(Brain) Cancer is a metabolic disease, can be treated by glutamine restriction

It seems that mainstream medicine is finally wisening up to the massacre they have been orchestrating for the last 100 years. Without much fanfare or apologies, medicine is now quietly changing its story on cancer, hoping the public won’t notice as long as a cure is finally found. The study below is yet another one that calls cancer squarely a “metabolic disease” originating in mitochondrial dysfunction and NOT in genetic mutations. What’s even more notable is that the team behind the study hails from such bastions of traditional (toxic) cancer treatment academic centers such as Harvard Medical School and Boston College. The decorated medical team tested metabolic therapy for the highly lethal brain cancer known as glioblastoma. The metabolic therapy consisted of administering a glutamine antagonist and changing the diet so that there is less lactate generated. Avid readers probably remember that cancer cancer cells have voracious appetite for two macronutrients – fatty acids and the amino acid glutamine. As such, restricting one or both of them has been shown to be therapeutic in many cancer models. In addition, tumors rely on lactic acid for growth and metastasis through VEGF/angiogenesis and de-novo cancerization as a result of increased extracellular acidosis. The study used dietary glucose-restriction in the hope that this will generate less lactate. I find that approach misguided since restricting glucose prompts the tumor to increase cortisol synthesis and shed muscle (cachexia anyone?) to be turned into glucose, which then the tumor wastes as lactate anyways. In addition, the low-carb, high-far (keto) diet the study employed supplies directly the tumor with fatty acids, and that will likely speed up instead of slow down tumor growth. Moreover, the high-fat diet was also a high-PUFA diet, which further promoted tumor growth through increased inflammation and estrogenic signalling. As the study itself noted, one of the benefits of the ketogenic diet is that it “opens up” (read: compromises) the blood-brain-barrier (BBB) and that allows for better saturation of the brain (and the tumor there) with the glutamine antagonist. IMO, that is probably the only benefit the ketogenic diet provided and a zero-fat, high-carb diet with a more lipophillic glutamine antagonist would have probably worked much better.

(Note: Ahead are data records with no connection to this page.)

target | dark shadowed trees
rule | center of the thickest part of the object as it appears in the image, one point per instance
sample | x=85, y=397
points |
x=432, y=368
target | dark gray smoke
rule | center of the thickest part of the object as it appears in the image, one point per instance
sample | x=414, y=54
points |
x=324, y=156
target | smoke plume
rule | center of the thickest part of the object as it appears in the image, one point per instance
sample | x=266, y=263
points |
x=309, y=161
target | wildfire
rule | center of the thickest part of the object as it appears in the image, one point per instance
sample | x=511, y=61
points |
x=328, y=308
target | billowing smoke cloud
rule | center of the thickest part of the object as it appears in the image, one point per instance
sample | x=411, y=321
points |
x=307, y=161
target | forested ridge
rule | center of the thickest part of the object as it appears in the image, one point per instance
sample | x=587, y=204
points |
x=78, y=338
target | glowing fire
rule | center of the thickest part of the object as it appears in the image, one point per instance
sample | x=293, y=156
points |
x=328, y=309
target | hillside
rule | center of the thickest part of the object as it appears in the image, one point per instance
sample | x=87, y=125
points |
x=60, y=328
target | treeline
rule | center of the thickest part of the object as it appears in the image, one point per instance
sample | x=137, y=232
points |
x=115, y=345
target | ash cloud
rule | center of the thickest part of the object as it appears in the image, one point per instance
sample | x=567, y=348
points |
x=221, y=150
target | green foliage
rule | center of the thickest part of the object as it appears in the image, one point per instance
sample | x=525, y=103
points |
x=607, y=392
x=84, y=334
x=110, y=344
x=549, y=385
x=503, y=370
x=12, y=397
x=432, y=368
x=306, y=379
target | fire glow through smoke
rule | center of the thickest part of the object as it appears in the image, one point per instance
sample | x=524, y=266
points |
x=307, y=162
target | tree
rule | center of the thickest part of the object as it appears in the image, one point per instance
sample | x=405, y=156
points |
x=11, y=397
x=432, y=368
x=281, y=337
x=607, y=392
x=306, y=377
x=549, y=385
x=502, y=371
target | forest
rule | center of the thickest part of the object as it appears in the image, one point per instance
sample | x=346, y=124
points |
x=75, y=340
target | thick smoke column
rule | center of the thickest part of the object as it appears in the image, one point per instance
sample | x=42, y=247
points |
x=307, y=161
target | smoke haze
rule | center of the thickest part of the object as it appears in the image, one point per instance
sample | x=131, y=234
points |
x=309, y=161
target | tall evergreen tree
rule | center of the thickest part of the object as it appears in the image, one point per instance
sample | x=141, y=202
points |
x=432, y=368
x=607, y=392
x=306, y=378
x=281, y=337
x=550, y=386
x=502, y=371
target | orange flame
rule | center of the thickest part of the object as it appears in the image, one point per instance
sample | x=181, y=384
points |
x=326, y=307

But hey, it is a good start and I am thrilled to finally see a major push for change in how cancer is treated. The study itself states that this dietary approach should work for any cancer type as all cancers studies so far rely on glutamine and lactic acid for growth and metastasis. Things are not looking good for the genomic pharmaceutical industry, which is a beast gobbling up tens of billions of dollars (mostly taxpayers’) every year. I say, it is well overdue!

https://www.nature.com/articles/s42003-019-0455-x

http://7thspace.com/headlines/851233/cancer_fighting_combination_targets_glioblastoma.html

“…The researchers, probing a treatment modeled on evidence that glioblastoma is primarily a mitochondrial metabolic disease driven by fermentation, discovered the combination was able to penetrate the blood-brain barrier that shields the brain from both injury and interventions, they wrote in the article, titled “Therapeutic benefit of combining calorie-restricted ketogenic diet and glutamine targeting in late-stage experimental glioblastoma.”

“…The carbohydrate glucose and the amino acid glutamine are the two major fermentable fuels in the body that can drive the growth of glioblastoma, as well as most cancers, Seyfried said. Yet relatively few studies have simultaneously targeted these fuels as candidates for therapeutic management of glioblastoma. In a report last December, Seyfried and colleagues identified glutamine fermentation as the “missing link” in the metabolic theory of cancer first posited by Nobel laureate Otto Warburg in 1931. Contrary to the theory that cancer is determined by genomic instability in the nucleus of a cell, the metabolic theory of cancer holds that cancer’s deadly path begins in the mitochondria, where cells generate energy. In their new study, the researchers administered DON, a glutamine antagonist, in concert with a calorie-restricted, ketogenic diet to treat late-stage tumor growth in the brain. DON targets the biochemical “missing link” – the reaction glutaminolysis – while the ketogenic diet both reduces glucose and elevates non-fermentable and neuroprotective ketone bodies, Seyfried said. “The diet-drug therapeutic strategy killed tumor cells while reversing disease symptoms, and improving overall mouse survival,” said Seyfried. “The therapeutic strategy also reduces edema, hemorrhage, and inflammation. Moreover, the calorie-restricted ketogenic diet facilitated DON delivery to the brain and allowed a lower dosage to achieve therapeutic effect.”

The findings support the importance of glucose and glutamine in driving glioblastoma growth and provide a therapeutic strategy for non-toxic metabolic management,” said Seyfried, who has been searching for alternative cancer treatments throughout his career. Seyfried said next steps to further explore the combination would be to determine if the diet-drug therapeutic synergy found for glioblastoma could also be seen for other malignant cancers, as glucose and glutamine are the key fuels that drive most if not all malignant cancers regardless of cell or tissue origin.”